This article covers the basics of parallel file systems, what they are, and how they work. It explains file systems that support data redundancy and high performance computing. Included are use cases where using a parallel file system is an advantage. It gives examples of different file systems available in the marketplace, and some examples of real-world utilization.
What Is A Parallel File System?
A parallel file system is a specialized type of clustered file system, where the physical storage medium is composed of storage devices on multiple servers. When the file system receives data for storage, the system distributes the data across multiple storage nodes. Parallel file systems also replicate each piece of data on physically distinct nodes. The replication of data allows the system to be more fault-tolerant and affords data redundancy, should any storage nodes fail.
This distribution of data improves the response performance when the data is requested. Instead of reading a single source file on a single storage node, the system simultaneously retrieves data from multiple nodes. Instead of a serial read, each part of the file is read in parallel, hence the file system’s name. This approach affords the system much faster response times, especially for large files.
We’ve already touched on the increased performance and data redundancy issues. These are the primary advantages of using a parallel file system. They are especially useful in high-performance computing (HPC), of which we’ll share some impressive examples down below.

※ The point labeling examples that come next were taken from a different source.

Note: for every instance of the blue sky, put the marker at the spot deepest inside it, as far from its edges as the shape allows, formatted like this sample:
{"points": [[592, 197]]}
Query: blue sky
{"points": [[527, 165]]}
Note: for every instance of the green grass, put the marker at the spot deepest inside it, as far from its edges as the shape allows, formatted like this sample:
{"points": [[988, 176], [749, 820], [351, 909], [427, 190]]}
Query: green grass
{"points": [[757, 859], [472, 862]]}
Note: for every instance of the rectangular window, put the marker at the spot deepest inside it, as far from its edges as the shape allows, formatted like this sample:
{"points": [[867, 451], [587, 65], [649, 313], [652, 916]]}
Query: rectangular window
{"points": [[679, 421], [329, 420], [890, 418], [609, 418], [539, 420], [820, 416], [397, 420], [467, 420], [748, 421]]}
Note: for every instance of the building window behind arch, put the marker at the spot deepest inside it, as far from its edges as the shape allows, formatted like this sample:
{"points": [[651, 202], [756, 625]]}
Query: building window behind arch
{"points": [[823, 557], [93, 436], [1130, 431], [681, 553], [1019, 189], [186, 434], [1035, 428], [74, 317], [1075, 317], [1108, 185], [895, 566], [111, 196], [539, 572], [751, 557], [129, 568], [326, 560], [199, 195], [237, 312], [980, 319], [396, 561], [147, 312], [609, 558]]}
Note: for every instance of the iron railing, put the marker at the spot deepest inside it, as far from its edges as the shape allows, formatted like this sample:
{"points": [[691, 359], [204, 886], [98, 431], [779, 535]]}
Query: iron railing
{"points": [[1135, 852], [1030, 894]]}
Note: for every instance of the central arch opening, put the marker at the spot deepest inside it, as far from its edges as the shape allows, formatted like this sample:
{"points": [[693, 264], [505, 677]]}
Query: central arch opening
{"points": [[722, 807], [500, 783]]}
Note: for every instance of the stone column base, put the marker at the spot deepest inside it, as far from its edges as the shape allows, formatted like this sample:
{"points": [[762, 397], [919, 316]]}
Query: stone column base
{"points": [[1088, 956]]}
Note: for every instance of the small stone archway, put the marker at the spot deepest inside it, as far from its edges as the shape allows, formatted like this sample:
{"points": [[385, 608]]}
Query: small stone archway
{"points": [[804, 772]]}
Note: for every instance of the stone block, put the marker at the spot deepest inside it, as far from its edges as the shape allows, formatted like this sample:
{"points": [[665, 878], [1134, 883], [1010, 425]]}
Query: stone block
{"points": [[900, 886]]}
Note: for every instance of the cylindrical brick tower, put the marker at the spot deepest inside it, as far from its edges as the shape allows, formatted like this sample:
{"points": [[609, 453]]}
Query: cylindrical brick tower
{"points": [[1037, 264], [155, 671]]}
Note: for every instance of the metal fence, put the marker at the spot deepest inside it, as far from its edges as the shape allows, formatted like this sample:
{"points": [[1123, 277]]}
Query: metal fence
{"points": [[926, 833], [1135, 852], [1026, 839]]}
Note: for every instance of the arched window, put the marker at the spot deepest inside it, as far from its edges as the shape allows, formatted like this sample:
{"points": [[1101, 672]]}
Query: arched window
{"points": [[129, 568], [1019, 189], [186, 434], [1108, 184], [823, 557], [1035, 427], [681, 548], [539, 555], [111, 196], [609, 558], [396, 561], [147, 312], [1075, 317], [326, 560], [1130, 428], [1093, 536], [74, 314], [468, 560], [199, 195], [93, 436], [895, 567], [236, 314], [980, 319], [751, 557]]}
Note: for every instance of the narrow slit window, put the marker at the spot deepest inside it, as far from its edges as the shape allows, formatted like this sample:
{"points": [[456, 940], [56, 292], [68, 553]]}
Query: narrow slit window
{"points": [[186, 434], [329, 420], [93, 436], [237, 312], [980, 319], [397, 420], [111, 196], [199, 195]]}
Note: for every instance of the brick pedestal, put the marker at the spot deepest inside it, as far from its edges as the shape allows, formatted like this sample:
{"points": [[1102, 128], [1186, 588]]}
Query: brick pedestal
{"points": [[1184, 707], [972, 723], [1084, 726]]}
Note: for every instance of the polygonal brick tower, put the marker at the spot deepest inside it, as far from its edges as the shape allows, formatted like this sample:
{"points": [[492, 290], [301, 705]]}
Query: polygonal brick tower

Any system that requires fast and unfettered access to data, especially large amounts of data, can benefit from using a parallel file system. Some examples of these systems include Big Data analysis, machine learning (ML), and artificial intelligence (AI). In each of these cases, high performing access to large datasets is critical in ensuring system effectiveness.
Parallel file systems are also highly scalable, and multiple clients can access the data simultaneously.
One of the historical downsides of parallel file systems is the handling of the metadata for each file. Modern implementations of this model have overcome this by establishing a dedicated metadata server (MDS) within the storage cluster. The MDS holds metadata for each file in the system and information about each part of its location.
Cost is another factor that needs consideration. Parallel file systems are generally a cost-effective way of managing data with high performance and data redundancy, but they are more expensive than standard storage solutions. Modern implementations take care of much of the complexity involved in configuring and managing the system; however, you will also need to have trained personnel available to support the system, which adds to the costs of maintaining the system.
Parallel File Systems to Investigate
One of the oldest and most widely used systems is Lustre. Lustre was initially released at the end of 2003 and is currently available under the GNU General Public License. It supports everything from small private clusters to many of the world’s fastest supercomputers.
Another system is BeeGFS, which was developed at the Fraunhofer Center for High-Performance Computing in 2005 and formerly known as FhGFS. BeeGFS is available as a free community edition and an Enterprise edition, which includes support. Like Lustre, it supports a range of installations from small to massive supercomputers; although, given its relatively young age, it lacks the breadth of use of Lustre.
The technology landscape has shifted in recent years to adopting public cloud offerings like AWS and Google Cloud. This is coupled with today’s high-performance and data-intensive applications. Consequently, there is increased demand for managed offerings that provide access to a parallel file system without the barrier to entry of infrastructure and specialized personnel.
Real-World Examples Powered By Parallel File Systems
If high-performance computing interests you, the Top 500 List may be a list with which you’re already familiar. Twice a year, they rank the highest performing supercomputers in the world. It should be no surprise that the top performance leverage parallel file systems’ power as part of their architecture.
At the time of this writing, the most recent list was published in June of 2020 and included a new top system from Japan. Fugaku can achieve over 1,000 petaflops’ peak performance, making it the first system to enter exaflop territory. That’s 10^18 or one quintillion floating-point operations every second. As part of Fugaku’s impressive and high performing architecture, it employs a Lustre file system.
The second supercomputer on the list – and current fastest in the United States – is Summit, located in Tennessee. Summit has Non-Volatile Memory (NVMe) storage devices on each of its nodes to support its performance. The NVMe devices serve as a cache of sorts between the compute nodes and the underlying file system. Summit uses a parallel file system supported by IBM Spectrum Scale, formerly known as the General Parallel File System (GPFS).
The highest performing computers in the world use parallel file systems for fast and secure data storage. As the volume of data we need to process increases and as we build increasingly complex machine learning and AI systems, we need access to data storage, keeping up and supporting the computing power required.
Open-source systems like Lustre offer best-in-class performance and can be deployed on a range of hardware configurations from small clusters to the world’s fastest supercomputers.